BatchToSpace


tensorflow C++ API

tensorflow::ops::BatchToSpace

BatchToSpace for 4-D tensors of type T.


Summary

This is a legacy version of the more general BatchToSpaceND.

Rearranges (permutes) data from batch into blocks of spatial data, followed by cropping. This is the reverse transformation of SpaceToBatch. More specifically, this op outputs a copy of the input tensor where values from the batch dimension are moved in spatial blocks to the height and width dimensions, followed by cropping along the height and width dimensions.

Arguments:

  • scope: A Scope object
  • input: 4-D tensor with shape(shape must be integer type) [batch*block_size*block_size, height_pad/block_size, width_pad/block_size, depth] Note that the batch size of the input tensor must be divisible by block_size * block_size
  • crops: 2-D tensor of non-negative integers with shape(shape must be integer type) [2, 2]. It specifies how many elements to crop from the intermediate result across the spatial dimensions as follows:
    crops = [[crop_top, crop_bottom],[crop_left, crop_right]]
    

Returns:

  • Output: 4-D with shape [batch, height, width, depth] , where:

    height = height_pad - crop_top - crop_bottom
    width = width_pad - crop_left - crop_right

The attr block_size must be greater than one( block_size > 1 ). It indicates the block size.

Some examples:

(1) For the following input of shape `[4, 1, 1, 1]` and block_size of 2:

[[[[1]]], [[[2]]], [[[3]]], [[[4]]]]

The output tensor has shape `[1, 2, 2, 1]` and value:

x = [[[[1], [2]], [[3], [4]]]]

(2) For the following input of shape `[4, 1, 1, 3]` and block_size of 2:

[[[1, 2, 3]], [[4, 5, 6]], [[7, 8, 9]], [[10, 11, 12]]]

The output tensor has shape `[1, 2, 2, 3]` and value:

x = [[[[1, 2, 3], [4, 5, 6]],
[[7, 8, 9], [10, 11, 12]]]]

(3) For the following input of shape `[4, 2, 2, 1]` and block_size of 2:

x = [[[[1], [3]], [[9], [11]]],

  \[\[\[2\], \[4\]\], \[\[10\], \[12\]\]\],

  \[\[\[5\], \[7\]\], \[\[13\], \[15\]\]\],

  \[\[\[6\], \[8\]\], \[\[14\], \[16\]\]\]\]

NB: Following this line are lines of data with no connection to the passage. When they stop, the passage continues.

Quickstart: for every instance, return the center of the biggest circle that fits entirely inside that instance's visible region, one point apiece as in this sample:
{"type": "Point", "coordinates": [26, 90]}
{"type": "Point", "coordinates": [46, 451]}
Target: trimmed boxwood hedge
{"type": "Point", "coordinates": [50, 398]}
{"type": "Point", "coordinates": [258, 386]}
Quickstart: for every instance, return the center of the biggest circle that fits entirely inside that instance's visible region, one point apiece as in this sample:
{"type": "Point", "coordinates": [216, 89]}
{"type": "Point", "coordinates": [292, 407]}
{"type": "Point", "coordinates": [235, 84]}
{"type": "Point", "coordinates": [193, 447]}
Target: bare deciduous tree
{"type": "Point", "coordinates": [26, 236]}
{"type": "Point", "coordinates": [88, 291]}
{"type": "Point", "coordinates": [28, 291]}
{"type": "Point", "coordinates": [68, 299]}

The output tensor has shape `[1, 4, 4, 1]` and value:

x = [[[1], [2], [3], [4]],

  \[\[5\],   \[6\],  \[7\],  \[8\]\],

  \[\[9\],  \[10\], \[11\],  \[12\]\],

  \[\[13\], \[14\], \[15\],  \[16\]\]\]

BatchToSpace block

Source link :https://github.com/EXPNUNI/enuSpaceTensorflow/blob/master/enuSpaceTensorflow/tf_array_ops.cpp

Argument:

  • Scope scope : A Scope object (A scope is generated automatically each page. A scope is not connected.)
  • Input input : 4-D tensor with shape(shape must be integer type) [batch*block_size*block_size, height_pad/block_size, width_pad/block_size, depth] Note that the batch size of the input tensor must be divisible by block_size * block_size
  • Input crops : 2-D tensor of non-negative integers with shape(shape must be integer type) [2, 2]. It specifies how many elements to crop from the intermediate result across the spatial dimensions as follows:

    crops = [[crop_top, crop_bottom],[crop_left, crop_right]]
    
  • Int64 block_size: determines the size of the image block.

Return:

  • Output output : Output object of BatchToSpace class object.

Result:

  • std::vector(Tensor) result_output : 4-D with shape [batch, height, width, depth] , where: height = height_pad - crop_top - crop_bottom, width = width_pad - crop_left - crop_right

Using Method

※ input을 재배치할때 쓰는 기능이다. 위의 공식대로 shape가 결정되며 depth는 input과 output이 동일하다.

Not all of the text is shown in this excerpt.